J'ai vu des dossiers qui avaient tout mais où l'on n'a
pas investi car on ne sentait pas l'équipe. Pour présenter
un dossier, mieux vaut avoir une référence de quelqu'un
que l'on connait dans l'une de nos sociétés. On
a souvent pas le temps de répondre à toutes les
demandes, simplement parce qu'on est submergé.
Pensez-vous
que les autres fonds américains tels que KPCB ou Séquoia
vont bientôt s'installer en Europe ?
Tous les grands fonds de capital-risque sont intéressés
par l'Europe. La façon dont cela va se concrétiser
sera différente pour chacun.
Comment
envisagez-vous la relation entre Benchmark et les fonds de capital-risque
européens déjà établis comme 3i ou
Apax ?
Dans la Silicon Valley, vous pouvez être
partenaires le matin et concurrents l'après-midi. Sur certains
dossiers nous serons complémentaires et sur d'autres, concurrents.
Qu'est-ce
qui fait la spécificité de Benchmark par rapport
à ces autres fonds ?
On pense que ce qu'on fait est assez différent. Aujourd'hui
en Europe il existe des incubateurs qui aident à passer
de 0 à 100 et des grandes firmes de capital-risque qui
permettent de passer de 100 a 1000, peu font comme nous le continuum:
de 0 a 1000. Nous apportons très vite une capacité
à grossir: accès au capital, recrutement, rolodex
énorme...
Rolodex?
Notre carnet d'adresses... Un réseau de relations exceptionnel
aide à passer les embuches... Si ça marche bien, la
société va croitre vite avec ce réseau d'influence.
Comment
concilier l'expansion internationale avec le souci de s'impliquer
dans les dossiers et l'effet de réseau dont vous parlez
?
Au cours de l'année et demie passée, un réseau
d'influence a été établi en Europe. Cela
a été préparé. On va créer
tout ce soutien qui existe déjà de manière
très développée aux Etats-Unis. Nous sommes
très confiants dans notre capacité à recréer
au cours de 2000-2001 les outils nécessaires.
Quels
types de sociétés Internet vous semblent les plus
prometteuses ?
Quand on commence à parler des choses qui réussissent,
c'est déjà trop tard !
Avez-vous
le sentiment que les capitaux-risqueurs présents dans les
jeunes sociétés poussent à des introductions
en Bourse prématurées ?
Benchmark n'a pas besoin de rajouter une plume a son chapeau.

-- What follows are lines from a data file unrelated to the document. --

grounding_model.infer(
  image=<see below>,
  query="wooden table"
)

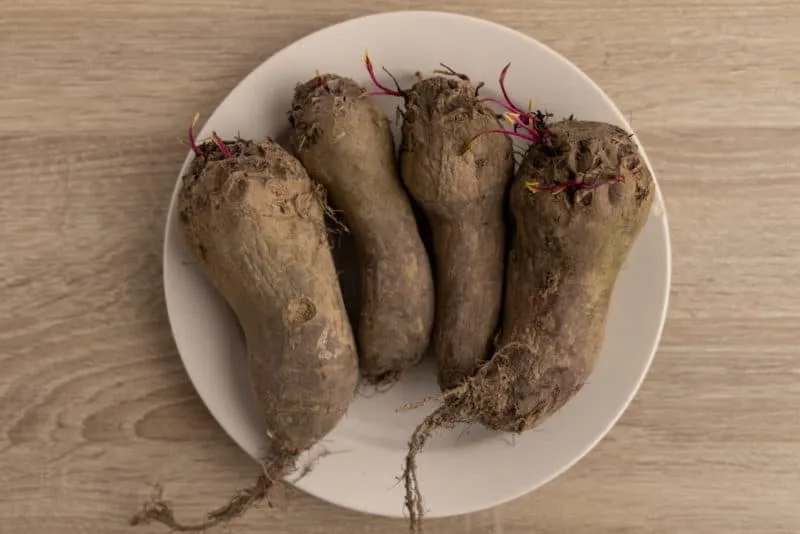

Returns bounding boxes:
[0,0,800,534]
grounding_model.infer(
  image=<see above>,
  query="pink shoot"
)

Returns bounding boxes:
[189,113,203,156]
[364,51,403,96]
[211,132,233,159]
[500,62,525,115]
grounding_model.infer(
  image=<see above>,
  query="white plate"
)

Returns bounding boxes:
[164,12,670,517]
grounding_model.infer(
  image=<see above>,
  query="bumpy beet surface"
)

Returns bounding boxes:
[289,74,434,382]
[400,77,514,389]
[405,121,655,522]
[133,141,358,531]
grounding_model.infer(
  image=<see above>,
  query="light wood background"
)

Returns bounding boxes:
[0,0,800,534]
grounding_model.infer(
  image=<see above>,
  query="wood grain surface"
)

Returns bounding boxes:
[0,0,800,534]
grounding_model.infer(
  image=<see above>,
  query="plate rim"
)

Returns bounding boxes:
[162,10,672,518]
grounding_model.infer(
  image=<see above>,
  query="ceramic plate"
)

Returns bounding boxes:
[164,12,670,517]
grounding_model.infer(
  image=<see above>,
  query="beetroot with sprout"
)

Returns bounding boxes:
[403,120,655,528]
[131,119,358,532]
[289,73,434,383]
[388,60,514,390]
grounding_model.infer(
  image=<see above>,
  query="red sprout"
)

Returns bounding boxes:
[433,63,469,82]
[503,111,540,143]
[189,113,203,156]
[211,132,233,159]
[500,62,525,115]
[364,51,403,96]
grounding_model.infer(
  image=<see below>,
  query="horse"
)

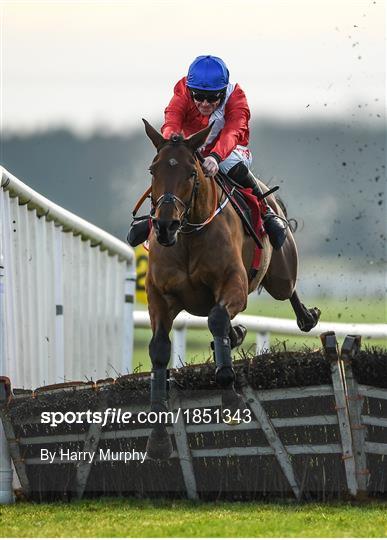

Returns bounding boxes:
[143,119,320,459]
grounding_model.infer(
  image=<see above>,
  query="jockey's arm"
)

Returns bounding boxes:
[210,90,250,162]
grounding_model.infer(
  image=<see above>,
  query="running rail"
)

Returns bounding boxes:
[0,167,136,503]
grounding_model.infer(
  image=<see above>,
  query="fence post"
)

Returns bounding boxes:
[255,332,270,354]
[172,324,187,368]
[0,188,14,504]
[121,260,136,375]
[54,226,65,383]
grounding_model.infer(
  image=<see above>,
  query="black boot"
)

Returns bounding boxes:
[126,216,150,247]
[227,162,287,250]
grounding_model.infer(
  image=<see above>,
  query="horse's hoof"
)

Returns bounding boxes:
[222,389,246,426]
[146,427,173,460]
[297,307,321,332]
[230,324,247,349]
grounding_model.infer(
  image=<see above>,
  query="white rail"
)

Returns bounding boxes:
[0,168,136,503]
[133,311,387,367]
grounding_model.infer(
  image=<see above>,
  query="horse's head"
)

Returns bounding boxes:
[143,120,212,247]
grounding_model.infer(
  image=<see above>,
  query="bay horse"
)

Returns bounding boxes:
[143,120,320,459]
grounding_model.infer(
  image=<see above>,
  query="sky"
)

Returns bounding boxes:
[0,0,386,134]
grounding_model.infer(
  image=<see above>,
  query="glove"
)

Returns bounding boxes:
[203,156,219,176]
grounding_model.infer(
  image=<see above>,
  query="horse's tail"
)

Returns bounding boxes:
[275,195,298,233]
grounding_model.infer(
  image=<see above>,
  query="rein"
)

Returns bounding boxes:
[132,157,228,234]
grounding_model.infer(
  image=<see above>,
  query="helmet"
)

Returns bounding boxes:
[187,55,229,91]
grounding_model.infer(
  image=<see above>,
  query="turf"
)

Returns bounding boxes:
[0,499,387,538]
[133,293,387,371]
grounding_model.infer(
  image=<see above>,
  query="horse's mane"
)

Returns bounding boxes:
[168,133,185,146]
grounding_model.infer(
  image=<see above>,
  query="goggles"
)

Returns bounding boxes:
[191,90,224,103]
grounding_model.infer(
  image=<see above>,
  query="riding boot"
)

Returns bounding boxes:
[126,216,150,247]
[227,162,287,250]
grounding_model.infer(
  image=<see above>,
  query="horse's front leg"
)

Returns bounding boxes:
[146,284,177,459]
[208,268,248,423]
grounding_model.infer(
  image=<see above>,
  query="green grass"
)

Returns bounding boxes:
[0,499,387,538]
[133,293,387,371]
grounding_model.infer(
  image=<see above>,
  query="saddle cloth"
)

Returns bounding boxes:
[229,186,266,271]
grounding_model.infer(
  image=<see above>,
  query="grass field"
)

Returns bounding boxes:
[133,294,387,371]
[0,499,387,538]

L'accès en Bourse est une source de financement supplémentaire.
Lorsqu'une société a l'opportunité de conquérir
un marché nouveau et prometteur, ce n'est pas trop tôt
pour aller en Bourse. Je parle de sociétés de grande
qualité et non pas de sociétés qui sont numéro
4 sur leur secteur ou qui occupent une niche étroite. La
résistance d'eBay ou d'Ariba sur le Nasdaq est significative,
par rapport à d'autres valeurs qui s'écroulent.

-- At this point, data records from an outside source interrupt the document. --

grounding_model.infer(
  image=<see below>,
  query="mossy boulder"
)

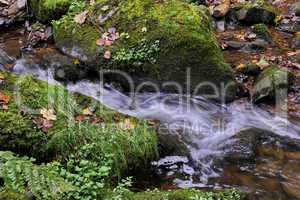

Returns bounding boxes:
[235,0,278,24]
[29,0,71,23]
[54,0,236,100]
[0,73,158,176]
[252,66,293,102]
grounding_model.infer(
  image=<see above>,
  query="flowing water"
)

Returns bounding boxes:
[1,28,300,199]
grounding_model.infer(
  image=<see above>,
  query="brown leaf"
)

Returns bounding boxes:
[82,108,93,115]
[40,108,56,121]
[96,39,106,46]
[0,91,10,104]
[104,51,111,60]
[74,11,88,24]
[75,115,87,122]
[105,40,113,46]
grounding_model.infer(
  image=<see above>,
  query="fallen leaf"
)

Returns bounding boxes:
[75,115,87,122]
[105,40,113,46]
[236,63,246,71]
[0,91,10,105]
[74,11,88,24]
[119,118,135,130]
[142,27,147,33]
[90,0,96,6]
[101,5,109,11]
[73,59,80,65]
[82,108,93,115]
[107,27,117,34]
[40,108,57,121]
[256,57,270,69]
[96,39,106,46]
[33,118,53,133]
[104,51,111,60]
[0,73,5,81]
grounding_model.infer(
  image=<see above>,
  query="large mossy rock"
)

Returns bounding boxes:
[29,0,71,23]
[54,0,236,100]
[252,66,293,102]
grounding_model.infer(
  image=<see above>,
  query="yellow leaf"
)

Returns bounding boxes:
[236,63,246,71]
[0,73,5,81]
[119,118,135,130]
[82,108,93,115]
[40,108,57,121]
[74,11,88,24]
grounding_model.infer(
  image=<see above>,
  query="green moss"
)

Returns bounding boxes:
[54,0,235,99]
[0,74,157,177]
[0,112,47,157]
[0,190,30,200]
[29,0,72,22]
[128,190,242,200]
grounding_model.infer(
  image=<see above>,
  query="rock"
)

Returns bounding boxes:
[23,22,52,49]
[252,24,274,44]
[29,0,72,23]
[281,161,300,199]
[54,0,236,101]
[226,41,246,50]
[292,35,300,49]
[224,129,257,163]
[278,20,300,34]
[235,0,276,24]
[0,0,27,27]
[157,124,190,156]
[0,48,15,67]
[241,63,261,76]
[252,66,293,102]
[243,39,269,51]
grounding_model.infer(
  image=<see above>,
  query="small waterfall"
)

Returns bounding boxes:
[5,60,300,187]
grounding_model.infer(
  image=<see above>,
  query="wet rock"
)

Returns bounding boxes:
[0,48,15,68]
[0,0,27,27]
[224,129,257,163]
[252,66,293,103]
[240,63,261,76]
[235,0,276,24]
[158,125,190,156]
[281,161,300,199]
[54,0,236,101]
[226,41,246,50]
[23,22,52,49]
[278,20,300,34]
[252,24,275,45]
[28,0,72,23]
[292,35,300,49]
[243,39,269,51]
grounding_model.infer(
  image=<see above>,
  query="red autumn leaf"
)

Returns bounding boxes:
[103,51,111,60]
[0,91,10,104]
[105,40,113,46]
[96,39,106,46]
[75,115,87,122]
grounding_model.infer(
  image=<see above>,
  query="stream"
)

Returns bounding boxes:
[0,26,300,200]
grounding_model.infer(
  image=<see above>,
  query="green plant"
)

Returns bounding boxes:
[51,144,112,200]
[48,122,157,178]
[0,111,47,156]
[0,151,75,200]
[113,39,160,66]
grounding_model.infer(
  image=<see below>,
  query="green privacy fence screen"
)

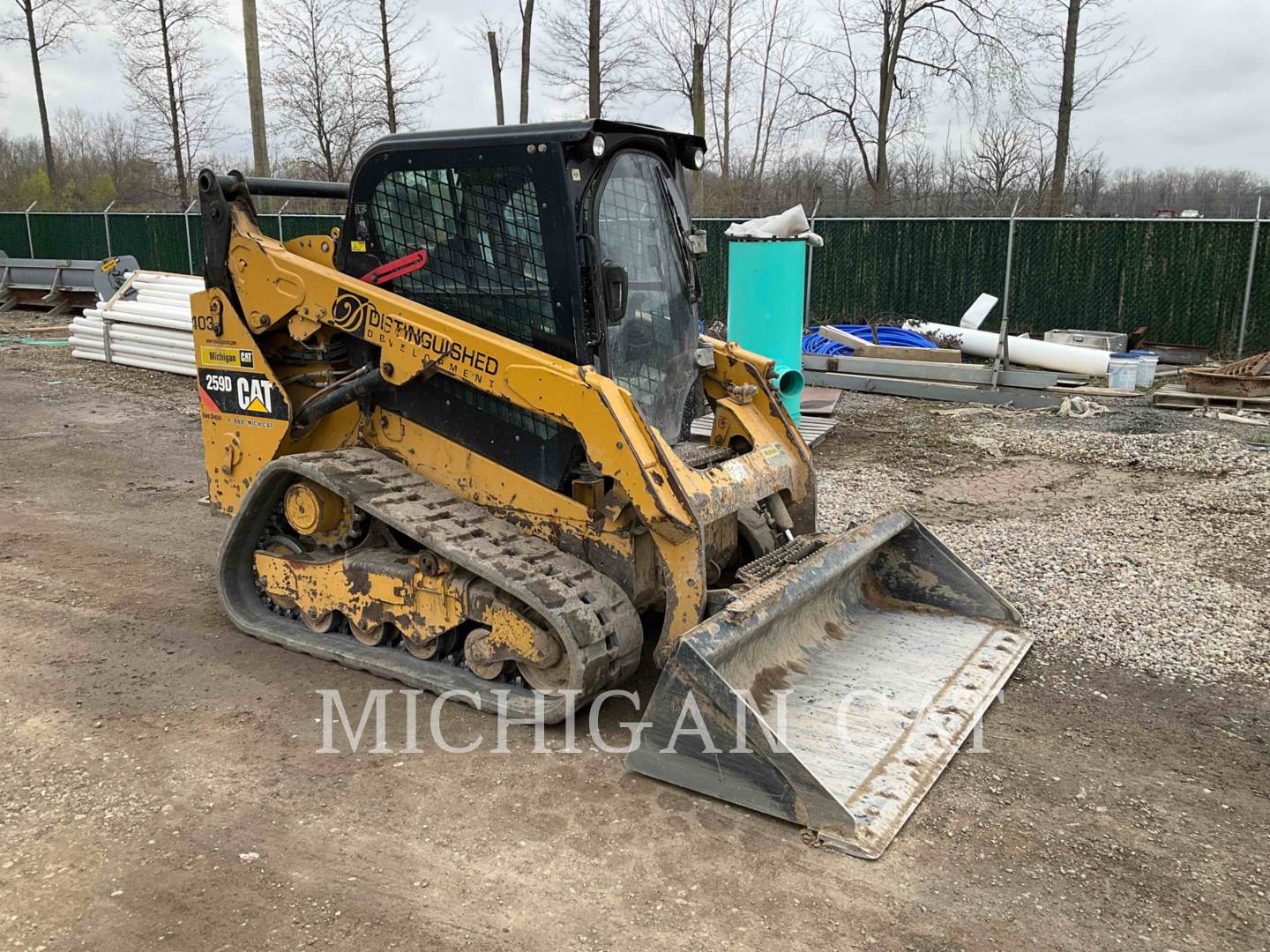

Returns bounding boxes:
[0,212,1270,354]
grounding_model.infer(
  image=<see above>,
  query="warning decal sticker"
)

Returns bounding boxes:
[198,368,288,420]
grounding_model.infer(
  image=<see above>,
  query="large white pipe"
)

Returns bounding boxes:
[71,350,196,377]
[84,307,193,334]
[70,334,194,363]
[133,271,203,286]
[70,328,194,361]
[101,300,191,318]
[904,321,1110,377]
[70,317,194,346]
[130,288,190,311]
[70,334,194,367]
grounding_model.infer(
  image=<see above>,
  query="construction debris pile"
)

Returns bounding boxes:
[69,271,203,377]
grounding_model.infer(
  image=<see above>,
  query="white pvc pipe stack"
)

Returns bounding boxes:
[69,271,203,377]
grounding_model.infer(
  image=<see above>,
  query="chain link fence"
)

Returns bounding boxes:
[0,212,1270,355]
[699,219,1270,355]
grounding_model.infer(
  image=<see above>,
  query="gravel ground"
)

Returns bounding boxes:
[0,315,1270,952]
[819,390,1270,686]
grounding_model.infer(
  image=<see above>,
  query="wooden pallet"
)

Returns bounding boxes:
[799,387,842,416]
[1151,383,1270,413]
[690,415,838,447]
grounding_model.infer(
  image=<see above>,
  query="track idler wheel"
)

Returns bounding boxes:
[348,618,392,647]
[464,627,507,681]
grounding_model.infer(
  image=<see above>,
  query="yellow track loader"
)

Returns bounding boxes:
[191,121,1030,857]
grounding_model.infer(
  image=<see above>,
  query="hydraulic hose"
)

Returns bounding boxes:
[803,324,936,357]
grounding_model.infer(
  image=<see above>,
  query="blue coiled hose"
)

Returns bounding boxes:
[803,324,936,357]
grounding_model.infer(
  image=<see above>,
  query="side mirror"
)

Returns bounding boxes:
[602,262,627,324]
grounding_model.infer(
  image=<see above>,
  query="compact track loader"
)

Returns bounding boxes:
[191,121,1030,857]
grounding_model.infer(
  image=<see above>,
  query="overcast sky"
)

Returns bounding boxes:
[0,0,1270,175]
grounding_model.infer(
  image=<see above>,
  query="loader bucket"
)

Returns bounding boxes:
[626,511,1031,859]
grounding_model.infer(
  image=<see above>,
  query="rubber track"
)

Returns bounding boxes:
[220,447,644,722]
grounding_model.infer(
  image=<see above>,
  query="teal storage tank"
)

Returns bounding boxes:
[728,239,806,423]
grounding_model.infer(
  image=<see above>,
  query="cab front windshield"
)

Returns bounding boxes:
[595,152,698,443]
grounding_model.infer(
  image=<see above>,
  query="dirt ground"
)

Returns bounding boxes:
[0,325,1270,952]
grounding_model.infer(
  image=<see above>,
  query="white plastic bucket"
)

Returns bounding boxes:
[1108,354,1140,390]
[1129,350,1160,387]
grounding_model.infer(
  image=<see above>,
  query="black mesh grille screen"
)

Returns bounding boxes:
[433,375,560,439]
[367,167,561,344]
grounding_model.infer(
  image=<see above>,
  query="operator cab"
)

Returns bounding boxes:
[337,119,705,474]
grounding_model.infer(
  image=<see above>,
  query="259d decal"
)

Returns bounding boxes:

Les grandes firmes de capital-risque ont passé le besoin
de "track record" boursier.
Comment
sont perçus les Français dans la Silicon Valley?

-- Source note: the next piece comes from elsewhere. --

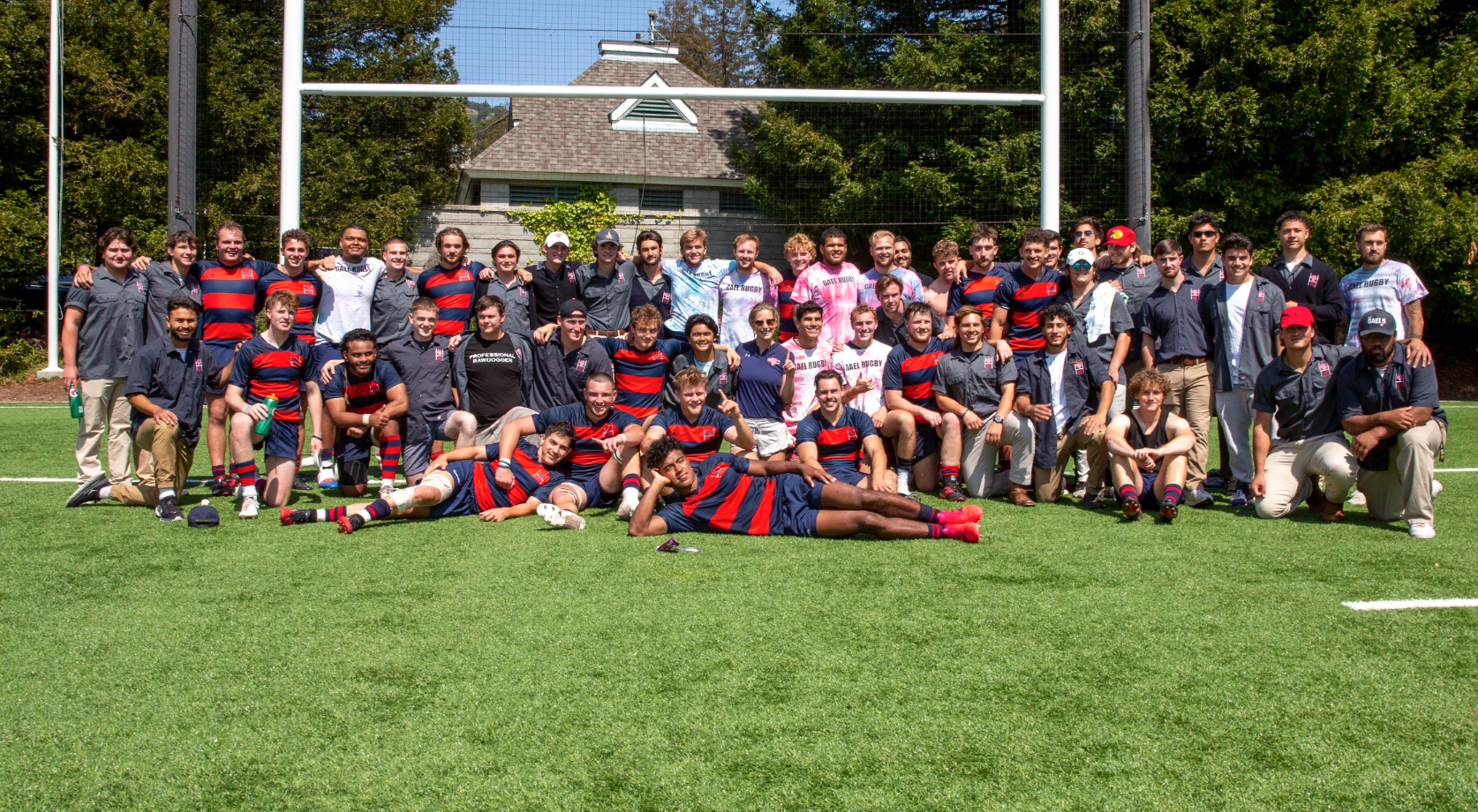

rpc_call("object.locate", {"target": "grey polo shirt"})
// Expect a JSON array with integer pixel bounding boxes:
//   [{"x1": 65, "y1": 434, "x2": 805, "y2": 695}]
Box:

On distingue ceux qui sont là depuis longtemps et les Francais
qui sont vraiment Francais, tout juste sortis de l'avion... Des
Français comme Alain Rossman ou Eric Benhamou sont très
bien considérés. Ce sont des gens brillants avec
un coté Léonard de Vinci, une couverture large des
choses. Ceux qui sortent à peine d'Air France pour lever
des capitaux sont considérés comme étriqués,
très orientés sur la technologie, avec un manque
de connaissance flagrant du marché US. Toutefois, les jeunes
de moins de 30 ans, surtout dans l'Internet, sont d'un autre calibre.
Comment
êtes-vous devenu VC ?
Ca fait longtemps que j'en avais envie mais je voulais faire le
tour du sujet par le coté opérationnel. Après
la vente de Trading Dynamics à Ariba, j'ai été
recruté par Atlas Venture pour lancer leur activité
sur la côte Ouest, c'est-à-dire faire l'inverse de
ce que je fais maintenant. Ce qui me plait dans cette activité,
c'est la diversité des dossiers et la capacité d'influencer
de jeunes sociétés qui peuvent devenir des acteurs
majeurs.
Avant de
rejoindre Benchmark, Eric Archambeau etait General Partner du
fonds de capital-risque AtlasVenture. Il a été PDG
et co-fondateur de RightPoint (aujourd'hui DataMind), racheté
par e.piphany, et de Trading Dynamics, acquise par Ariba. Il a
également travaillé chez VLSI Technology à
San Jose et Matra Hachette à Paris. Il a reçu un
Master d'Ingénierie Electrique de l'Université de
Berkeley, un diplôme d'ingénierie électrique
à Stanford, un doctorat en informatique de l'Université
de Grenoble et un MBA de l'Université de Santa Clara.